Lauschangriff 14/04

Kolumne Wie fern Schumanns Zeit und ergo seine Musik aktuellem Bewusstsein eigentlich schon liegen müssten, wird wunderbar plastisch bei heutigem Verständnis ...

Wie fern Schumanns Zeit und ergo seine Musik aktuellem Bewusstsein eigentlich schon liegen müssten, wird wunderbar plastisch bei heutigem Verständnis des Wörtchens "gemütlich". Schumann gebrauchte es in einem Brief, in welchem er für sich und seine Kunst die "glückliche Verschmelzung von Gemütlich und Witzig" anpeilt im Sinn einer Verschmelzung des Poetischen mit dem Humor im Geist Novalis´ und Jean Pauls. Arnfried Edler bemerkt in seiner lesenswerten Biografie (Robert Schumann und seine Zeit), dass allerdings "gemütlich" damals, weil es sich - wie heute noch "genüsslich" von Genuss - von Gemüt herleitete, so viel wie "schwärmerisch" bedeutete.

Als schwärmerisch gilt Schumann bis dato, insoweit sein Schaffen für viele - jenseits der doch eigentlich recht klassiknah komponierenden Schubert und Mendelssohn und diesseits der schon recht "modernen" Brahms und Wagner - eine Art Kernpunkt und Normort deutscher romantischer Musik bezeichnet. Wie wenig ihm ein musikalisch durchaus wirksamer Sinn für Schwärmerei den Kopf vernebelte - Romantiker stellt man sich ja unpolitisch oder zumindest spezialisiert auf Ritter, Tod und Feen vor -, erhellt sich schon aus seiner realistischen Einschätzung der Rolle von Burschenschaften und Kleinbürgern in den deutschen 1848er Jahren ("Duelle sind meistenteils Schissproben, keine Muthproben; wer sich dem Duelle entgegenstellt, hat mehr Courage"). Franz Liszt, als er zu einem Konzert in Leipzig weilte und dort im Parkett "Toiletten und Gräfinnen und Prinzessinnen" vermisste, beschied der damalige Leipziger Schumann, ganz unschwärmerisch, politisch, selbstbewusst: "Wir hätten auch unsere Aristokratie, nämlich 150 Buchhandlungen, 50 Buchdruckereien und er solle sich nur in Acht nehmen."

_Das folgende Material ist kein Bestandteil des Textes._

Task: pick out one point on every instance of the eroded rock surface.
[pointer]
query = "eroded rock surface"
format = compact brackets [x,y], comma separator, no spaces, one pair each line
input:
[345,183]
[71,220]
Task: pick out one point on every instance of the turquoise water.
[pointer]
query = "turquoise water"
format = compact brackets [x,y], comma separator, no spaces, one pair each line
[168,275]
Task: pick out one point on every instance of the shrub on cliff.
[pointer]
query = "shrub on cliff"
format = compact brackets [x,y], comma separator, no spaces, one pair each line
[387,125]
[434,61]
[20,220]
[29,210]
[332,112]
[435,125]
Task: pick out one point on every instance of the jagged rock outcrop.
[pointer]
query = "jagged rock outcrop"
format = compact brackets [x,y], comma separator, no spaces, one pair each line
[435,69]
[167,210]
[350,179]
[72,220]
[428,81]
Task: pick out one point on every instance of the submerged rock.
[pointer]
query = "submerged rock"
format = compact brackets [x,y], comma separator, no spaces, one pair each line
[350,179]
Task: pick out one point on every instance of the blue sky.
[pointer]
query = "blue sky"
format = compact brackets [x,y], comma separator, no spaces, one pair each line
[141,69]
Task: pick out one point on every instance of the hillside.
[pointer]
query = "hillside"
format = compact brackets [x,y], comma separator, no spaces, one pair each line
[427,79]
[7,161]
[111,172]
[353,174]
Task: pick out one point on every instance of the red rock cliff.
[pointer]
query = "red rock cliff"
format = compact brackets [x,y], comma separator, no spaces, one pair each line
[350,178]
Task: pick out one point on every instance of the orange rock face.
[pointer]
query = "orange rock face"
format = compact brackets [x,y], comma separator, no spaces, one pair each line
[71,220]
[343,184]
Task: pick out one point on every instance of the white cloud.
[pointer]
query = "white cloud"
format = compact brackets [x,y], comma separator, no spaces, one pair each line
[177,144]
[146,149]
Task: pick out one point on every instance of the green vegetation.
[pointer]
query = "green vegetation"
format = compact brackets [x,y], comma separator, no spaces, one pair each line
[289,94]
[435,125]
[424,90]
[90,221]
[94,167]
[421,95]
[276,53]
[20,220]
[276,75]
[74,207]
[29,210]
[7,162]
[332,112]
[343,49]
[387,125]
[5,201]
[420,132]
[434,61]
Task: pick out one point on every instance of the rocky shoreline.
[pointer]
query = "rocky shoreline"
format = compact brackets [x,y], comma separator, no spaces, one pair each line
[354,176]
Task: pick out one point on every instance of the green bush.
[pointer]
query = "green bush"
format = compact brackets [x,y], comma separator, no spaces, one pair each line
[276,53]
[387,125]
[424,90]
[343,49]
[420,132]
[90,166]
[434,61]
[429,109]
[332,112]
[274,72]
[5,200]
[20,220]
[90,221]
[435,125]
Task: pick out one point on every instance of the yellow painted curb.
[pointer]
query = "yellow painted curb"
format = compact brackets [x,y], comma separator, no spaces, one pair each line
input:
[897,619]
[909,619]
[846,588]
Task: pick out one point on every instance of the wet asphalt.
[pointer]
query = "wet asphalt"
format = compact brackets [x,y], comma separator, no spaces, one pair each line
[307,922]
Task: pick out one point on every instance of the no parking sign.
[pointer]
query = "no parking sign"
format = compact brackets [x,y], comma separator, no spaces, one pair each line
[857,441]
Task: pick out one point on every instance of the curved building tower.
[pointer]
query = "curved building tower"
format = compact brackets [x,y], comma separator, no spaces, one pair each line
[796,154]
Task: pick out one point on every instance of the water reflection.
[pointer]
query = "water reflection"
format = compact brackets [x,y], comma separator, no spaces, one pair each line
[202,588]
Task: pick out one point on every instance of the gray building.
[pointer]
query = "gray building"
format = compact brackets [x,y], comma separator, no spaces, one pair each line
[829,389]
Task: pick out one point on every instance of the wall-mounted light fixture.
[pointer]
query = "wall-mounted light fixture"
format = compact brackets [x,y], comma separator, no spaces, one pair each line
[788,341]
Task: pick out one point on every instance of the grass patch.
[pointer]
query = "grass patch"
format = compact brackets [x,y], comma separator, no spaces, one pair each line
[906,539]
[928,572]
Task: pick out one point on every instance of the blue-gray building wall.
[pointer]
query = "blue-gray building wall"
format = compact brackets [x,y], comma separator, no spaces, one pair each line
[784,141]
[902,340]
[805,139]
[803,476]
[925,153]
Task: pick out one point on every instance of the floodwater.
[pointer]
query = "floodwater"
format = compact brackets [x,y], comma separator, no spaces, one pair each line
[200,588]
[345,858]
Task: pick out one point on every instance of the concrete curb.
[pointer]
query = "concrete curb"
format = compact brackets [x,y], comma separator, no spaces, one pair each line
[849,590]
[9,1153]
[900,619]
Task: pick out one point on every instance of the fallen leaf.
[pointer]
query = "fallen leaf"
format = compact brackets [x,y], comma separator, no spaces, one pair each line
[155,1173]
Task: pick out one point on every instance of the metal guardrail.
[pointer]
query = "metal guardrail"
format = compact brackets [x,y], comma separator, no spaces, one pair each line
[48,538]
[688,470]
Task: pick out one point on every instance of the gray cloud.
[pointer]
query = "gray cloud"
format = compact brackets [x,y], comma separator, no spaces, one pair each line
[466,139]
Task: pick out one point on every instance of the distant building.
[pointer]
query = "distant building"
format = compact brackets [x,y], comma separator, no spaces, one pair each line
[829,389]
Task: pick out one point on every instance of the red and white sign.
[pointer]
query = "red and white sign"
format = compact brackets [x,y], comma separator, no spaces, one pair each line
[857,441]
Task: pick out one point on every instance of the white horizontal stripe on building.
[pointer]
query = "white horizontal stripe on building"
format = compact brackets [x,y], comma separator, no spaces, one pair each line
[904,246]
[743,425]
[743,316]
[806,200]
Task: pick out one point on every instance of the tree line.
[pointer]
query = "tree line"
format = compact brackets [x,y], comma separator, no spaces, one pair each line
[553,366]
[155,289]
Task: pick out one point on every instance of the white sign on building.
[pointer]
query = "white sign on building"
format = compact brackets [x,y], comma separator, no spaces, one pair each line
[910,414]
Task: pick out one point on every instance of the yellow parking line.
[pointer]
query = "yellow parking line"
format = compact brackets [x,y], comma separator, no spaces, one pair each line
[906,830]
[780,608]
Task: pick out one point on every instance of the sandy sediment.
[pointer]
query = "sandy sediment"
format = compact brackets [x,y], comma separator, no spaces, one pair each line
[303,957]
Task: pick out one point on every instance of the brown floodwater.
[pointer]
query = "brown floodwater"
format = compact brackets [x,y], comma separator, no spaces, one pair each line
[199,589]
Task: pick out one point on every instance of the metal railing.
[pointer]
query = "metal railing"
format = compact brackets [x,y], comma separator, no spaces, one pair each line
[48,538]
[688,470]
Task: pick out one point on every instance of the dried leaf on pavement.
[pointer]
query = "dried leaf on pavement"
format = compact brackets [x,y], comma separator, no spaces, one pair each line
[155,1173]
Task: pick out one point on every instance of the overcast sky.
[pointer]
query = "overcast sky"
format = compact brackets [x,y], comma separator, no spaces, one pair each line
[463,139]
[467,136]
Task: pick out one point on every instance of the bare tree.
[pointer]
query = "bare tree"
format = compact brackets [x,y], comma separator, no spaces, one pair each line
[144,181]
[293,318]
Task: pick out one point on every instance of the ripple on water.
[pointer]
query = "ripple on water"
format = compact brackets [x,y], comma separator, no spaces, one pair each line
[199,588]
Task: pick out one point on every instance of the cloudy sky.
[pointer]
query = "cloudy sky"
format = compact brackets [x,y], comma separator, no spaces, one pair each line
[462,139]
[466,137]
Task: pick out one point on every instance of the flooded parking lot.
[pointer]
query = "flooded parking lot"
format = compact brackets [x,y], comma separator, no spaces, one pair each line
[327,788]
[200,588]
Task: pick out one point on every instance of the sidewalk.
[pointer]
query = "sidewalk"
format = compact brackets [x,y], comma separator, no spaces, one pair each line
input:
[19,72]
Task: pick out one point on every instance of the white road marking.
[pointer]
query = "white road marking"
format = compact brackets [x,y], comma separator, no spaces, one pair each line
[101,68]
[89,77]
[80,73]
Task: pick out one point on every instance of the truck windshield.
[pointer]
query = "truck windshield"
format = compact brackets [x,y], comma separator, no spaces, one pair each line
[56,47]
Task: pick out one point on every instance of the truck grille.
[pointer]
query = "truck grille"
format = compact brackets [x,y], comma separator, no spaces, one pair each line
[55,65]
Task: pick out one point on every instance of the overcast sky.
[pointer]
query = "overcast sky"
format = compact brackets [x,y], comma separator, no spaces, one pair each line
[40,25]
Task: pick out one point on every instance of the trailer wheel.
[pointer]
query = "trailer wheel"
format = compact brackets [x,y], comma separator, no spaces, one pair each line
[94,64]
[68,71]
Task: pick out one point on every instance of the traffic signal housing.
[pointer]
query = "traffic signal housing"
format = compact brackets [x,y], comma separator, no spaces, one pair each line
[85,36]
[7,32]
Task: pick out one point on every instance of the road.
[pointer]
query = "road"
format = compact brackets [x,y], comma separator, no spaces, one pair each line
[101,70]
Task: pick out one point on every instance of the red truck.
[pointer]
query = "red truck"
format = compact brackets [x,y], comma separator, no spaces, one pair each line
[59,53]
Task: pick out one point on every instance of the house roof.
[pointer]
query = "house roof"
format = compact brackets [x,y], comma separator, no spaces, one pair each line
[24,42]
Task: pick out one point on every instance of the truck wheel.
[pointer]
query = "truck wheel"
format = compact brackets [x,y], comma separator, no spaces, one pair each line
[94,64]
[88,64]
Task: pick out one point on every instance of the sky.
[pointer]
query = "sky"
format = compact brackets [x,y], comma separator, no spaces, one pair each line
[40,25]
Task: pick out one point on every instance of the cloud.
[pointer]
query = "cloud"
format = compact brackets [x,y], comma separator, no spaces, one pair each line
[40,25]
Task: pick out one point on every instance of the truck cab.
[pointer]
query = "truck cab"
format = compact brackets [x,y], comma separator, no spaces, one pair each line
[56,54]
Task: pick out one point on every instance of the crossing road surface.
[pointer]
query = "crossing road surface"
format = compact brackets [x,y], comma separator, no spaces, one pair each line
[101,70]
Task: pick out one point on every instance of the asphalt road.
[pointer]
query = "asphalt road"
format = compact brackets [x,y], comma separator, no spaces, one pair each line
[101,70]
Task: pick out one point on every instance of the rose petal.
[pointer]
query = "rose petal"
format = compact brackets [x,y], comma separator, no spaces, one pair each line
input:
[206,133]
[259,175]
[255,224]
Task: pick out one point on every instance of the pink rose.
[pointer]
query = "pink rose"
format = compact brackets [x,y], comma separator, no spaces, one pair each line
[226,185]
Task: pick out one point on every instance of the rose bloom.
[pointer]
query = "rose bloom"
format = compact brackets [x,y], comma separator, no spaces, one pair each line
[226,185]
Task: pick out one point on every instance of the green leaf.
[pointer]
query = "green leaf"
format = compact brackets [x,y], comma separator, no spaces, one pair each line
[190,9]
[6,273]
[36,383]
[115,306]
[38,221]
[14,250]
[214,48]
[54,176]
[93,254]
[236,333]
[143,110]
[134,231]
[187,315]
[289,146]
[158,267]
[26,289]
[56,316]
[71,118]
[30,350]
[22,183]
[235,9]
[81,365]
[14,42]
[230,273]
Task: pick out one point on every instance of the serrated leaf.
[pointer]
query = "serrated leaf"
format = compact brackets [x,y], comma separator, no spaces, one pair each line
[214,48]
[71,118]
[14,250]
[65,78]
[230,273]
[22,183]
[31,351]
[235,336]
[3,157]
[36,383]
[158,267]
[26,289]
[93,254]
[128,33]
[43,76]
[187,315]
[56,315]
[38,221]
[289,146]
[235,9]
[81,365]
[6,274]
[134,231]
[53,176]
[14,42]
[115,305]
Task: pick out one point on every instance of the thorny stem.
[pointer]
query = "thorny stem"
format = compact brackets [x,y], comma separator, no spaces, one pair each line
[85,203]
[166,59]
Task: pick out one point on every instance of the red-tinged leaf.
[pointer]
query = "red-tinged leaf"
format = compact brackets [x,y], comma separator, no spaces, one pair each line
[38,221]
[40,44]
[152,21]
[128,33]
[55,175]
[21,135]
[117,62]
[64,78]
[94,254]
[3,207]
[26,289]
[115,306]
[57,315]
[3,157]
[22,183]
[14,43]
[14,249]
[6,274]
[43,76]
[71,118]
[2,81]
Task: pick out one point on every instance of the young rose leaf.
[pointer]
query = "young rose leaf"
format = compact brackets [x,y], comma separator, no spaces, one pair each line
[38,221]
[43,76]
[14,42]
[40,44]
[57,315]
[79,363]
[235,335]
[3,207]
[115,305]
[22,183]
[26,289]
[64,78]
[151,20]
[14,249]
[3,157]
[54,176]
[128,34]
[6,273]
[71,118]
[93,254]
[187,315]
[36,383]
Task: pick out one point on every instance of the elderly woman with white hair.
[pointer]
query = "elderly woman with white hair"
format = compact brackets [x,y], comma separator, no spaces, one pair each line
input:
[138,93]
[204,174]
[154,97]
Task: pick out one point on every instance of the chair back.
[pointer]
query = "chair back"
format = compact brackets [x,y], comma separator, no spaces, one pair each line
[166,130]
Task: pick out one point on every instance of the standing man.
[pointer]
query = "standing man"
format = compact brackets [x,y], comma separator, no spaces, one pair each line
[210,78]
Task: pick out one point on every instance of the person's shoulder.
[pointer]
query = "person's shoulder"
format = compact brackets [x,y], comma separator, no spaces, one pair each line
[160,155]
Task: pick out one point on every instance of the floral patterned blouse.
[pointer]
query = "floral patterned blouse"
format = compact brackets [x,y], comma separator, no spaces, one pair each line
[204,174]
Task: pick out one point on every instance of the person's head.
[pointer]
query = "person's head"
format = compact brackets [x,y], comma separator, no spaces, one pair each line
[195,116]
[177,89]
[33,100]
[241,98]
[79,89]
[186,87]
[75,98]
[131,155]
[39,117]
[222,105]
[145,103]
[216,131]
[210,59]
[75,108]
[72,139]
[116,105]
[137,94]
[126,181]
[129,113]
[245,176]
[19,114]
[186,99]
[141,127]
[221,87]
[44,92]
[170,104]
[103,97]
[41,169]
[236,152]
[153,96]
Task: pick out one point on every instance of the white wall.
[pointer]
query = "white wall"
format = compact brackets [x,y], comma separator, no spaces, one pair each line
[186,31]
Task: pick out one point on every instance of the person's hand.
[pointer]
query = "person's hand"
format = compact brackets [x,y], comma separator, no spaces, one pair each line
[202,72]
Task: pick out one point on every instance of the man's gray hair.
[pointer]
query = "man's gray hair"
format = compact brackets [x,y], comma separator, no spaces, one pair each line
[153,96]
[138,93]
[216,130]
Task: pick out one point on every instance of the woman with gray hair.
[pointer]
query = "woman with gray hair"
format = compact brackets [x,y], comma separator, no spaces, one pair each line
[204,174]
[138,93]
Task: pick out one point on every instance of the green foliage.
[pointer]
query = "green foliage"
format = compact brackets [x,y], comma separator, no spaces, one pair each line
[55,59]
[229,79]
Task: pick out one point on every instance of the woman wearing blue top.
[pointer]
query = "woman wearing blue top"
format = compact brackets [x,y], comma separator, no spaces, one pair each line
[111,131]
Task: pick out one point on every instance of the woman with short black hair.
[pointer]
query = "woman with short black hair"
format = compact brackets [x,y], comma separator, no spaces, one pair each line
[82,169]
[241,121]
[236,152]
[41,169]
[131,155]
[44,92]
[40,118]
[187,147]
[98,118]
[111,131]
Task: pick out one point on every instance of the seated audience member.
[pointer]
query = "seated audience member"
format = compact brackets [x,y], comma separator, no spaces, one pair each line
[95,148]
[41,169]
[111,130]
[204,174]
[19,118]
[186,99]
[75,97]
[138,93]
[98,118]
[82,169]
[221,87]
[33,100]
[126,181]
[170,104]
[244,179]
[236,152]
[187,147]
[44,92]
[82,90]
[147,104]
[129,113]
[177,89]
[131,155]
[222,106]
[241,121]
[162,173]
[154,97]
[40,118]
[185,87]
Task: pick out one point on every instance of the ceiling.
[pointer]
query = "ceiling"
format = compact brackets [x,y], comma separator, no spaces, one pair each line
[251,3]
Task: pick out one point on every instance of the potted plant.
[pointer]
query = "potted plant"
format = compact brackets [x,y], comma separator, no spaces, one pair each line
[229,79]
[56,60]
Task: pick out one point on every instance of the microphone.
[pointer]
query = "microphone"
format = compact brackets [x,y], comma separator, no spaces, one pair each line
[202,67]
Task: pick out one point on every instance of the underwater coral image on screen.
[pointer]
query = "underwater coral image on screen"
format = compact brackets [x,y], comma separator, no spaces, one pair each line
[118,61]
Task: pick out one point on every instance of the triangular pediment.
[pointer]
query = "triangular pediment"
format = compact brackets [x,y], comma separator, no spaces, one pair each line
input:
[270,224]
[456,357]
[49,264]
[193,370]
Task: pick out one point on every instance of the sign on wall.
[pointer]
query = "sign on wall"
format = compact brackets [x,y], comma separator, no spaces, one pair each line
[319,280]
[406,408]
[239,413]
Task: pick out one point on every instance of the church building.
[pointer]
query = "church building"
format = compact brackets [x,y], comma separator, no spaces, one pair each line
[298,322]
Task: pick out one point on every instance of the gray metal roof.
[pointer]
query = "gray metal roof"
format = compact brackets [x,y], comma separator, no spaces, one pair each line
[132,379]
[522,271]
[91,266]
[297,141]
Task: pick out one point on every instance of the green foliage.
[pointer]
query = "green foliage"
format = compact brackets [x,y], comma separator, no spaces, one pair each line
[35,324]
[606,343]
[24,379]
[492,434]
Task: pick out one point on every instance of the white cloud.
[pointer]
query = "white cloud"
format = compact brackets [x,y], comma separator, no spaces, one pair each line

Da der Tonsetzer indes klar erkannte, dass mit den diversen "Demokraten" seiner Zeit - darin der unseren erstaunlich nah - nicht viel zu gewinnen war, bestand die Speerspitze der schumannschen Revolution erklärtermaßen aus schlagenden Akkordkombinationen und überwältigenden Melodien. Entgegen seinem heutigen Ruf als empfindsam überschwänglicher Liederkönig (Dichterliebe, Liederkreis) galt Schumann, der freilich zunächst mit Kompositionen für Soloklavier hervor trat, den Zeitgenossen als schwergängiger Avantgardist. Liszt verehrte Schumanns Musik auch noch, als beide verschiedenen Parteien im Musikerkrieg angehörten, der in der zweiten Hälfte des 19. Jahrhunderts zwischen Brahmsianern und "Neudeutschen" tobte. Obwohl Liszt der Liebling des Publikums war, stieß er, als er 1840 Schumanns Carnaval in ein Tourneeprogramm aufnahm, in Mailand, Wien und selbst in Leipzig auf den Unmut des Publikums.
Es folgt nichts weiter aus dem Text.